We wish to emphasize that it is not our intention to penalize the plaintiff for seeking judicial enforcement of what it believes to be its rights under the contract rather than resorting to self-help. Nor do we believe this to be the effect of our decision today. The standards we have applied in ruling on this motion are the very standards we would apply if a debtor were suing to enjoin a creditor from seizing collateral or to recover the collateral after the creditor had seized it. Contractual language giving a creditor the right. to seize collateral without legal process. however helpful it may be as a defense against a charge of conversion or grand larceny, does not foreclose judicial inquiry into such questions as whether a person whose possessions are being seized really owes the money whose repayment the seizure is supposed to secure.
The motion for an order of repossession and sale of the additional collateral pending trial is denied. The temporary restraining order, enjoining defendants not to move, alienate, dismantle, or encumber the property, will continue in force as a Preliminary injunction pending the outcome of these proceedings.
1. The evidence for defendants’ version of this transaction was the testimony of defendant Reid. Plaintiff presented no testimony and no affidavits other than one from its attorney stating that he is “aware of some of the details of the transaction herein on the basis of conversation with a local representative of the Pacific Machinery.”

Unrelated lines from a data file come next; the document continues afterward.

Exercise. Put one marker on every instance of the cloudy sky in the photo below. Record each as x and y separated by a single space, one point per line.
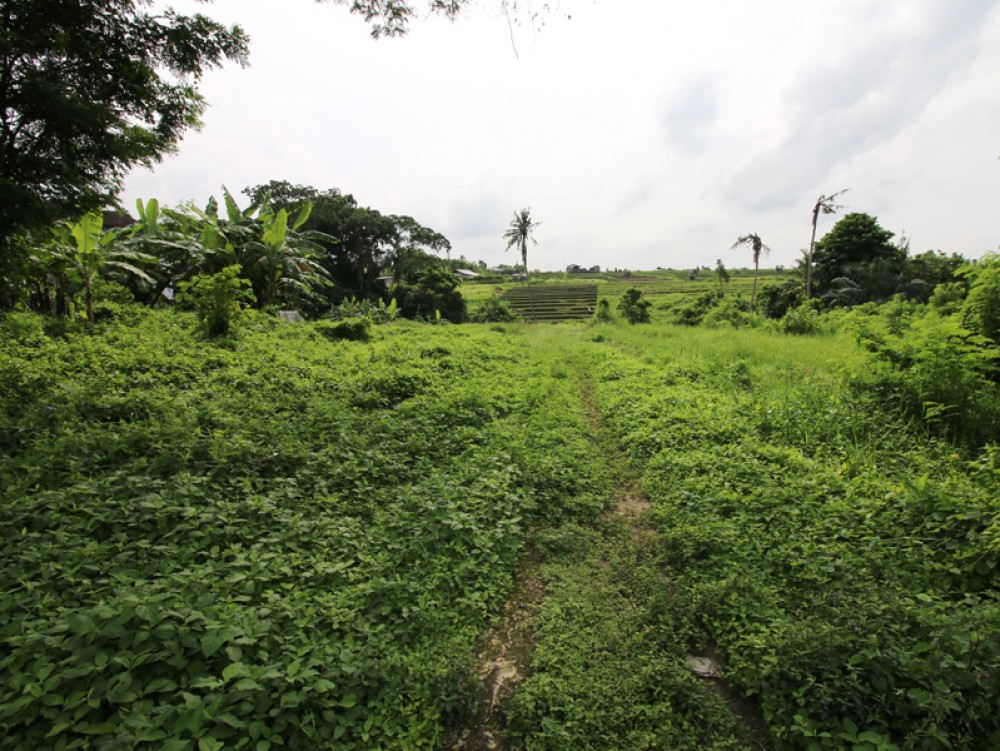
641 133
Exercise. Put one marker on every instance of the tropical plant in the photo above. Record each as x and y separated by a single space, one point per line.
721 276
634 306
981 310
756 245
860 249
83 251
824 204
218 299
519 232
90 90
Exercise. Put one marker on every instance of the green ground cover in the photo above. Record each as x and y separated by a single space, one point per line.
272 541
843 564
278 540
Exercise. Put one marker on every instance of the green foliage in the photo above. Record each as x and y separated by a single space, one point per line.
521 229
349 329
731 311
493 310
608 670
634 307
93 89
844 565
284 541
219 299
858 250
935 371
603 312
434 295
981 309
801 320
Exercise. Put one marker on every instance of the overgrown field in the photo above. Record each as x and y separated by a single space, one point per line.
281 540
844 566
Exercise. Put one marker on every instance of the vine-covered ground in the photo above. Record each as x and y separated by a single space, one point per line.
281 541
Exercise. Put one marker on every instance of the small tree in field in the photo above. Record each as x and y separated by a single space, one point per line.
218 299
825 205
519 232
757 245
634 306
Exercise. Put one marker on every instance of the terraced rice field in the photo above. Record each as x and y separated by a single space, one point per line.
556 302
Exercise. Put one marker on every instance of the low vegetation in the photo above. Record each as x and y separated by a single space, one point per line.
222 530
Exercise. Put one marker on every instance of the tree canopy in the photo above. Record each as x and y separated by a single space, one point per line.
858 250
90 89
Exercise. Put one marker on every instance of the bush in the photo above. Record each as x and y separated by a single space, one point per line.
801 320
731 311
349 329
937 372
603 313
634 307
218 299
981 310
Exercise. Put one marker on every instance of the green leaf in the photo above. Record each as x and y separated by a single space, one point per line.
235 670
211 642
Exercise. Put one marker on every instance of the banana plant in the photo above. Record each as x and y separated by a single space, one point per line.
283 263
84 250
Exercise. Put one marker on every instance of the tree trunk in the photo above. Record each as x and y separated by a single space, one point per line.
812 244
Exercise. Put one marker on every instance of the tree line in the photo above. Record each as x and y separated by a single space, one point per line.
293 246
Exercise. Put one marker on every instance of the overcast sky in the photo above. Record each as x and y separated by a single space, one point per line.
641 133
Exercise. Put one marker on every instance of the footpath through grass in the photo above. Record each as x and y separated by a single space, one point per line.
609 667
280 540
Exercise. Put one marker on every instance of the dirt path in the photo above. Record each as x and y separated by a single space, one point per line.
504 653
630 504
504 659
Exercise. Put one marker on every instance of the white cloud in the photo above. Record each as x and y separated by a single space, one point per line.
641 133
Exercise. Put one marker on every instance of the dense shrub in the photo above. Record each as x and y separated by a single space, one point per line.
349 329
634 307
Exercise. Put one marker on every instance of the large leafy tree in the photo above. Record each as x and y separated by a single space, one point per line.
90 89
364 242
519 232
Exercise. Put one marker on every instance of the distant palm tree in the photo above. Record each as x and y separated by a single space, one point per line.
757 245
519 232
827 206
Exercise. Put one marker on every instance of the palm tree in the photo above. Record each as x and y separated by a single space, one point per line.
754 241
827 206
519 233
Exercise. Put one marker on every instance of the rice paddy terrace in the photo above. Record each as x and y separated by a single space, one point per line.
553 302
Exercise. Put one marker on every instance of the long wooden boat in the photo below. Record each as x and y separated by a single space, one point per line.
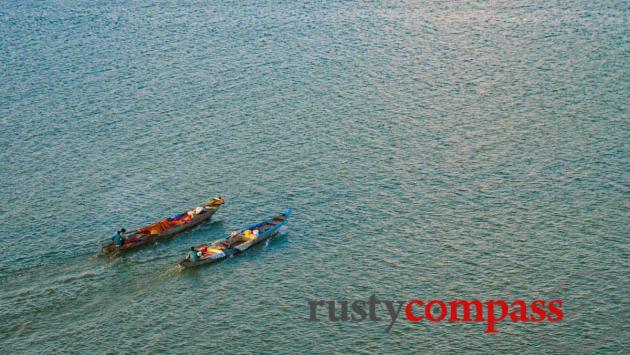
236 243
164 229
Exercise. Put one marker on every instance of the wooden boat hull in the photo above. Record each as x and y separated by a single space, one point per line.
111 249
241 247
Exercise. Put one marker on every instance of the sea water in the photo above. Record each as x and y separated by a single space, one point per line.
430 150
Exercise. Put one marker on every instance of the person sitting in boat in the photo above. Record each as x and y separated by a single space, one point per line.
192 255
119 237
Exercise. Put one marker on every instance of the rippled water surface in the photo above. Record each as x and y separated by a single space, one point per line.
428 150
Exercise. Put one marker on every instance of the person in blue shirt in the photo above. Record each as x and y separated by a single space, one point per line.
192 255
119 237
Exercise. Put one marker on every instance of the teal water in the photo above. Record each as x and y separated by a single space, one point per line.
431 150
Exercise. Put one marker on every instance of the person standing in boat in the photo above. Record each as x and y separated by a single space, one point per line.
192 255
119 237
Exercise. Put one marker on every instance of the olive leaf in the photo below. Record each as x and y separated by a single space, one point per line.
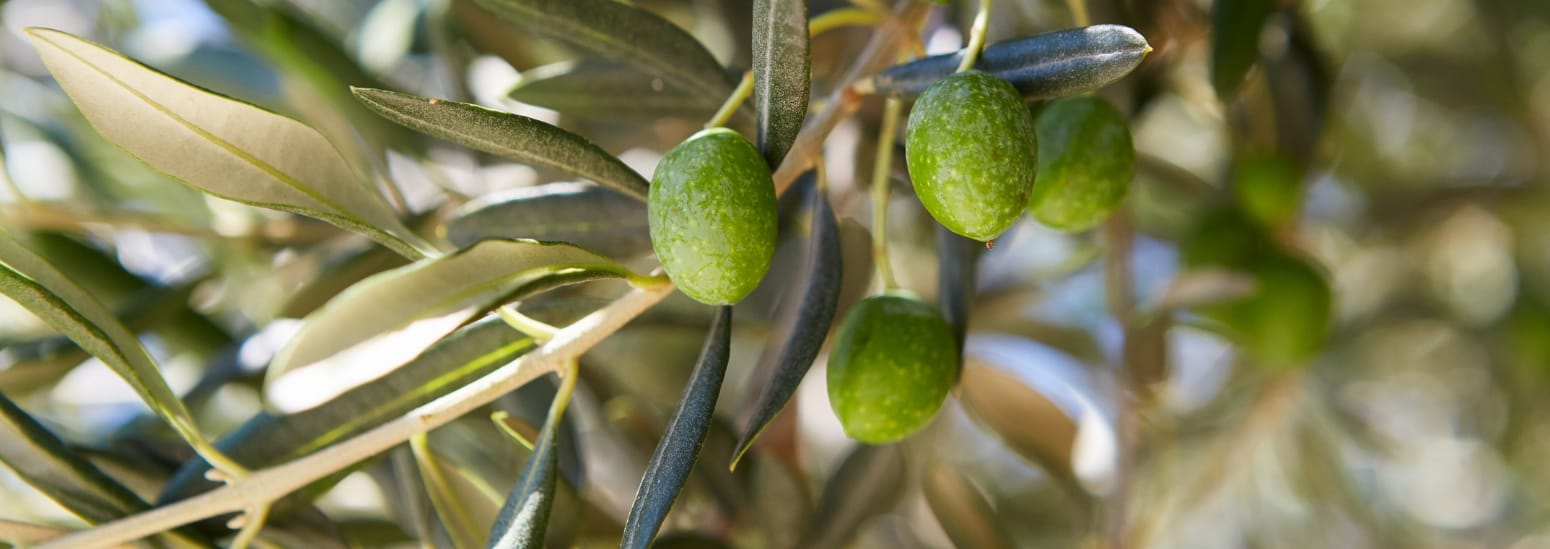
419 303
507 135
53 296
267 438
1040 65
608 90
622 31
781 78
867 484
524 517
678 452
803 324
1234 41
41 459
217 145
582 214
963 511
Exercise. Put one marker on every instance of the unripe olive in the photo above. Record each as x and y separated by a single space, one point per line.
892 366
971 151
1287 318
1085 163
712 213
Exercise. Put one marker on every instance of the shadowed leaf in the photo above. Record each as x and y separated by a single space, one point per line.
803 323
507 135
781 78
678 452
1040 67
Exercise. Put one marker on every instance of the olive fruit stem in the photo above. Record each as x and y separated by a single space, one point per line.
977 36
840 17
529 326
881 177
733 101
1079 13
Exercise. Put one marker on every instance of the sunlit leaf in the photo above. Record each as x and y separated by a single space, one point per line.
217 145
605 90
961 511
622 31
419 303
867 484
781 78
803 324
509 135
1040 67
268 438
678 452
582 214
53 296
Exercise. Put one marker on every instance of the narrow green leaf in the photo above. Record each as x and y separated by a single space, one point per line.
55 298
781 78
803 323
524 517
867 484
217 145
1234 41
608 90
679 448
622 31
267 439
582 214
420 303
1040 67
509 135
963 511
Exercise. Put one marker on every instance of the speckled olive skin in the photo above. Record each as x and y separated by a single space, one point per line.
1085 163
890 368
712 213
971 149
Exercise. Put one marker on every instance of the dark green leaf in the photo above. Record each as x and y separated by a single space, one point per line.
582 214
268 439
1040 67
1234 45
867 484
606 90
961 511
509 135
803 323
524 517
622 31
781 78
679 448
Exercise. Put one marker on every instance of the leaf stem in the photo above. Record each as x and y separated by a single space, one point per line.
733 101
977 36
882 171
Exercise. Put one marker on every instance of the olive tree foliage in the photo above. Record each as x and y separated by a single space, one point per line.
771 273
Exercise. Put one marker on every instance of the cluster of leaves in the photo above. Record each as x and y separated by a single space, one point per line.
459 287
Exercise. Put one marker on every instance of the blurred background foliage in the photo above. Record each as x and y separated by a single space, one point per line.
1400 146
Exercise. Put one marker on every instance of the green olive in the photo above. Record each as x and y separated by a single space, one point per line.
712 214
1085 163
1287 318
892 366
971 151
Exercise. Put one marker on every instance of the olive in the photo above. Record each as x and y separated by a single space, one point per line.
1085 163
971 151
712 216
892 366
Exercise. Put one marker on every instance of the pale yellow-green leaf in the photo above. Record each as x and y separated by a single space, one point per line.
214 143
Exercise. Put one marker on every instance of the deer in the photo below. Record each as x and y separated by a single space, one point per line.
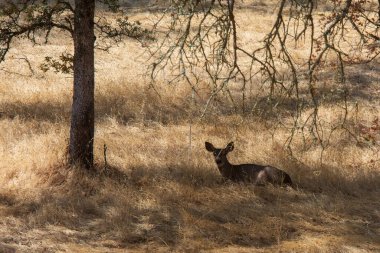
259 175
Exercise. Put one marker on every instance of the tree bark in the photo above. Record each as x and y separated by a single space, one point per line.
82 117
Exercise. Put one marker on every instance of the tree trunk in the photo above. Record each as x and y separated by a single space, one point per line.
82 117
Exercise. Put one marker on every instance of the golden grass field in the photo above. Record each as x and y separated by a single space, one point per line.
158 194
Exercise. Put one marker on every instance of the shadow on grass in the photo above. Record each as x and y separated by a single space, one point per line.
177 206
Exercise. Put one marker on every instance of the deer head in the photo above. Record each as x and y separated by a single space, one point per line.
219 153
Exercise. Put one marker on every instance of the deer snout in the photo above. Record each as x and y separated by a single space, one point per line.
218 160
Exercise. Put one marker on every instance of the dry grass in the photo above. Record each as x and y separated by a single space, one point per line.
156 195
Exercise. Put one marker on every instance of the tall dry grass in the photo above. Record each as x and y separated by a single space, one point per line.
158 193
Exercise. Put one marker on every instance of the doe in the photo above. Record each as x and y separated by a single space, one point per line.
254 173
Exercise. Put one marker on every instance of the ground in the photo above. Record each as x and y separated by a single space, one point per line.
158 193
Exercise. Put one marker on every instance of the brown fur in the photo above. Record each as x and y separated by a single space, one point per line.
254 173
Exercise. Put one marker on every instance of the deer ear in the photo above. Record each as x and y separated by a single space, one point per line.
230 146
209 146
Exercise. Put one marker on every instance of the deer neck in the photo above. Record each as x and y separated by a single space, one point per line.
225 166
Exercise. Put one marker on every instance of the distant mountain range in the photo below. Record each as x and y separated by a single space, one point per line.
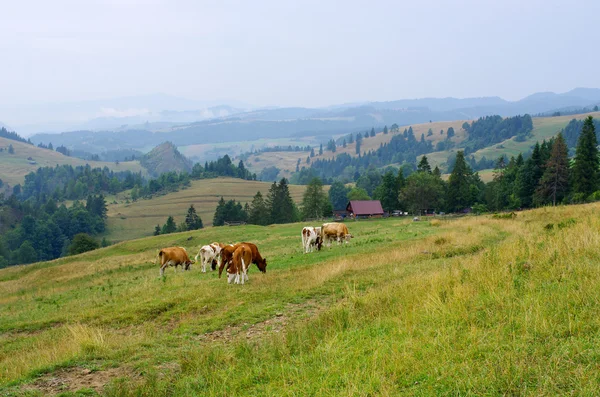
126 127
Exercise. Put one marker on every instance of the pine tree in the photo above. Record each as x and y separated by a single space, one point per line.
259 212
585 170
554 184
169 227
424 165
192 220
314 200
459 193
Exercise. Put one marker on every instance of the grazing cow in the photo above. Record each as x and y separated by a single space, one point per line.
237 271
311 237
209 254
334 230
227 256
173 256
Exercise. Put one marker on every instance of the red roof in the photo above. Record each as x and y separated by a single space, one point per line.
365 207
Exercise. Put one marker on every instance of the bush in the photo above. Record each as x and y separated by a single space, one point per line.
82 242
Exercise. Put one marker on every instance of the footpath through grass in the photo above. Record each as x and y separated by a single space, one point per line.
471 306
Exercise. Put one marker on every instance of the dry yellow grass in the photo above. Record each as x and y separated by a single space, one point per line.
14 167
286 161
138 219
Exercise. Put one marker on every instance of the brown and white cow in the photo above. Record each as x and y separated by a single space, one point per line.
209 254
173 256
237 271
311 237
227 252
335 231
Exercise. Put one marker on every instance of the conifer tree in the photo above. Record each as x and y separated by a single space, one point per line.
192 220
459 194
424 165
259 212
554 184
585 170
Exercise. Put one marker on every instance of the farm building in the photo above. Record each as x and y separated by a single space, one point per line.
365 208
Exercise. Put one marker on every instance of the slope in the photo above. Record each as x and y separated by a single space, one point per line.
128 221
477 304
14 167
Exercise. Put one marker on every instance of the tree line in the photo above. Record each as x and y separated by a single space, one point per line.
47 231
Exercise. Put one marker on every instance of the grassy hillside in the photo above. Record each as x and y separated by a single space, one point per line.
286 161
14 167
138 219
543 128
475 306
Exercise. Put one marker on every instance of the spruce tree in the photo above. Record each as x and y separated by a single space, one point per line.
424 165
585 170
459 194
192 220
259 212
554 184
314 200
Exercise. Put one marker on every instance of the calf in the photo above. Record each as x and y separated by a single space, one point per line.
311 237
209 254
173 256
227 256
334 230
237 271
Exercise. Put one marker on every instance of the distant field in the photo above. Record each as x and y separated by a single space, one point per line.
543 128
286 161
135 220
14 167
475 306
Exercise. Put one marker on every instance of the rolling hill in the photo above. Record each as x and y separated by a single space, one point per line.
544 128
482 305
132 220
14 167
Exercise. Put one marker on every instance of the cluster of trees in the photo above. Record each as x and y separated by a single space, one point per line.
4 133
493 129
47 231
222 167
572 131
192 222
277 207
401 148
288 148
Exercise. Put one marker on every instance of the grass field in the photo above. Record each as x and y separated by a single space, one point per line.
474 306
127 221
286 161
14 167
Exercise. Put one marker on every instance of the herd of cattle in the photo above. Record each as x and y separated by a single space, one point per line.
237 258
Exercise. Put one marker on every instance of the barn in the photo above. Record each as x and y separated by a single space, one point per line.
365 208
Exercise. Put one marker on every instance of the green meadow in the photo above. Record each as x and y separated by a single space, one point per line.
470 306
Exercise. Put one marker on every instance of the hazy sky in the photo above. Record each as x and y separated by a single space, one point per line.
285 53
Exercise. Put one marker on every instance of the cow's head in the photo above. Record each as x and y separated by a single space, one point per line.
188 265
262 265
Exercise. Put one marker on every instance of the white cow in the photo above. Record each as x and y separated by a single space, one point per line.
311 237
209 254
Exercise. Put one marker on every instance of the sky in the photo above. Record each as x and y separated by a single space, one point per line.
284 53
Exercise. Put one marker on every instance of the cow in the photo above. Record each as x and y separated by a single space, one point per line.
173 256
209 254
237 271
227 256
334 230
311 237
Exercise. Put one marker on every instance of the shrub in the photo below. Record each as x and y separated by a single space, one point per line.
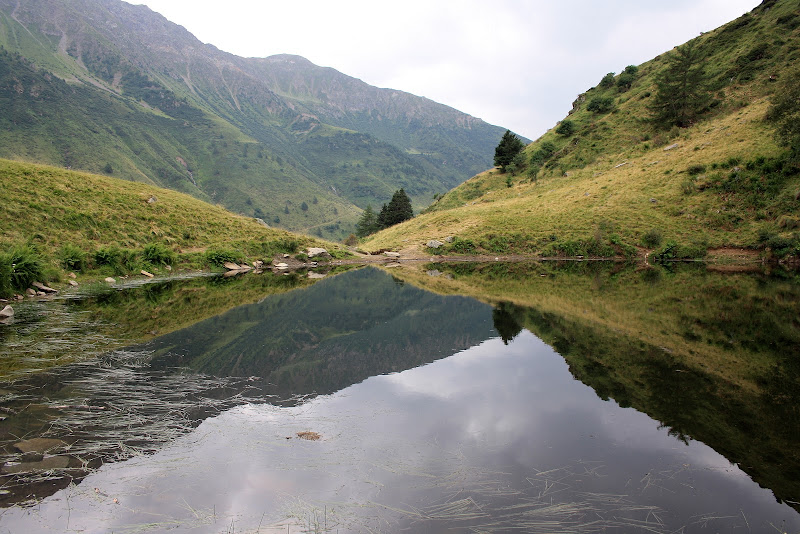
566 128
109 256
673 251
5 275
21 266
601 105
158 254
607 81
219 257
463 246
694 170
651 239
72 258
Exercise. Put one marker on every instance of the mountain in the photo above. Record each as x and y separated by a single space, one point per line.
56 220
106 86
619 177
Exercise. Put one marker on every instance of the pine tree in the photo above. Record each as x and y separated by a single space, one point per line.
505 152
368 223
681 89
398 210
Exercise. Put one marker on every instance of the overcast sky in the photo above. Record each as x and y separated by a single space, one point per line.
514 63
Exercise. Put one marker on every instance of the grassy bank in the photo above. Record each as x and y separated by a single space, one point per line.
57 221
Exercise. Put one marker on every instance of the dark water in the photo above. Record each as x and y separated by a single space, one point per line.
434 413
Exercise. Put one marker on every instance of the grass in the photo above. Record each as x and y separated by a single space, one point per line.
629 201
619 175
75 221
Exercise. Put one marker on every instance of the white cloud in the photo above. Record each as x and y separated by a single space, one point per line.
514 63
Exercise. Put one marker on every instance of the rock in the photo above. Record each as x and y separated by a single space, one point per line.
41 287
321 252
47 464
39 445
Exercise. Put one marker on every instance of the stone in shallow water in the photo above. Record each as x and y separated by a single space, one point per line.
53 462
40 445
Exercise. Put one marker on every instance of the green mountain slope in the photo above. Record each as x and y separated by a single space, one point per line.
608 178
58 214
101 84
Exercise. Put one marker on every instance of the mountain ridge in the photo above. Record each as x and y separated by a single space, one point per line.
279 108
609 180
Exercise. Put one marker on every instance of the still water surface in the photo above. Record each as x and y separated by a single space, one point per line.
433 413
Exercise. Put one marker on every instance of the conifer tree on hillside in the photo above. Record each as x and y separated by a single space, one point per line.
398 210
681 88
368 223
510 145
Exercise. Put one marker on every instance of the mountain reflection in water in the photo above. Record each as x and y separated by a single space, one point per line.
471 431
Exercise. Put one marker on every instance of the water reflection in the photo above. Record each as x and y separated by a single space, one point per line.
574 401
282 349
497 437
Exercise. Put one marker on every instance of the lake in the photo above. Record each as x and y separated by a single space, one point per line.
533 397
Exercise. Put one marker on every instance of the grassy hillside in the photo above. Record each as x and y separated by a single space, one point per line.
73 220
613 179
109 87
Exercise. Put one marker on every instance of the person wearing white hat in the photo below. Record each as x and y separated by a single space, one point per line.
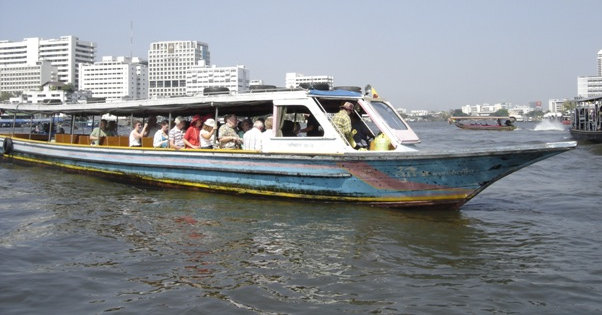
176 135
208 134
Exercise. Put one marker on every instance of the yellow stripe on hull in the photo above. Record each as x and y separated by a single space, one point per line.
451 198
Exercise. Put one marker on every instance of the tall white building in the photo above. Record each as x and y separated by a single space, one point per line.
198 77
294 80
590 86
65 53
115 78
16 78
556 105
51 93
168 63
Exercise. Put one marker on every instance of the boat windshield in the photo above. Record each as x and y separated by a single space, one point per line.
389 116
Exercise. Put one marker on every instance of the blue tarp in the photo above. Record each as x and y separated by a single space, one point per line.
343 93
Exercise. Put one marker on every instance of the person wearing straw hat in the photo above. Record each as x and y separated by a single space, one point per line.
176 136
192 135
342 120
208 134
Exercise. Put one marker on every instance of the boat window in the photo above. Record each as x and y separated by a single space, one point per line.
389 115
297 121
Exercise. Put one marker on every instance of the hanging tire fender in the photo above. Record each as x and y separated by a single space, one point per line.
7 146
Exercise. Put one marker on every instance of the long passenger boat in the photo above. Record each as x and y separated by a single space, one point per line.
587 120
326 167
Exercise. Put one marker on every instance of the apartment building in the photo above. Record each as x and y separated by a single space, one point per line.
115 78
168 63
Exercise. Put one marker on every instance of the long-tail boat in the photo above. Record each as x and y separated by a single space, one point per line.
587 120
484 122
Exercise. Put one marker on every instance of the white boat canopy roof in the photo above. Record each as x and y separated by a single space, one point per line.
176 105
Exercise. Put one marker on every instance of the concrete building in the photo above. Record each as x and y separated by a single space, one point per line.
255 82
294 80
167 65
51 93
16 78
556 105
199 77
115 78
65 53
590 86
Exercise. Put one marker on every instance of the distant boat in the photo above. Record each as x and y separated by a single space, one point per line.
587 120
484 123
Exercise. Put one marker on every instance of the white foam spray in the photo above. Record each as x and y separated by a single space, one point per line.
547 124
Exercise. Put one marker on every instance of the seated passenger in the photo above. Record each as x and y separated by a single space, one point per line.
153 126
288 128
192 135
228 138
99 132
362 135
112 128
313 128
137 134
176 135
252 140
243 127
268 133
161 139
208 134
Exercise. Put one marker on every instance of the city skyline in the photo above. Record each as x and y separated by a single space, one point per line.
434 54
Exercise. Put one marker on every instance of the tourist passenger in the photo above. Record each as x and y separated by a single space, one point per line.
228 138
243 127
112 128
288 127
192 135
252 140
161 139
99 132
137 134
268 133
153 127
176 135
208 134
342 121
363 135
313 127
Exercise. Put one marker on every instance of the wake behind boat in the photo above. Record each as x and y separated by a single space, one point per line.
387 170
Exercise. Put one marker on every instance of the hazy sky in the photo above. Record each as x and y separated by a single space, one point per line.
418 54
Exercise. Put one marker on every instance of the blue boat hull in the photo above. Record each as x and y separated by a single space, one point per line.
386 178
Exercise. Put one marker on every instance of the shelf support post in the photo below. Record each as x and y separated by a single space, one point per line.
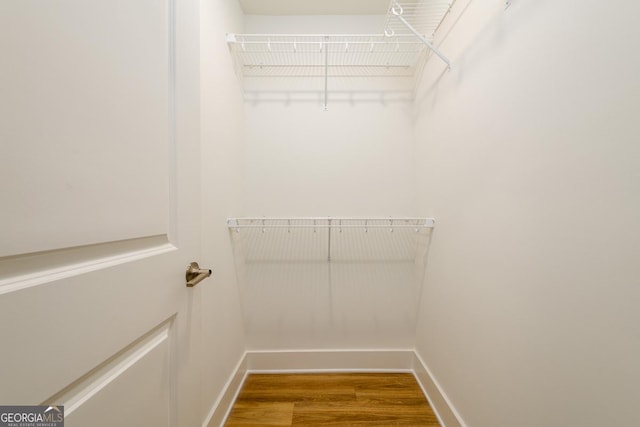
423 39
326 71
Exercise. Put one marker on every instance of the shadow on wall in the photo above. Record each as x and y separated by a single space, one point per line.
330 289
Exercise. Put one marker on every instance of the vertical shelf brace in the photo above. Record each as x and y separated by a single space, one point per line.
326 72
397 12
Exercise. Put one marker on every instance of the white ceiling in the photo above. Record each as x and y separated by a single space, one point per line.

Plaintiff has also submitted a copy of a letter dated several months after the machinery was returned. Although this letter does not directly refer to any discussions that took place between the parties concerning the return of the machinery it does state that “plaintiff will proceed with the sale” of the machinery and recover the balance of the purchase price from defendants. The last two paragraphs of the letter purport to state the rights and obligations of both parties, and resemble a draft of a bilateral agreement more than a letter from one party to another. The letter was prepared for the signature of the plaintiff’s Vice President-Comptroller and for “acknowledgment” by the defendants. The copy we have bears no trace of a signature by anyone, and we have no evidence about whether it was sent or received.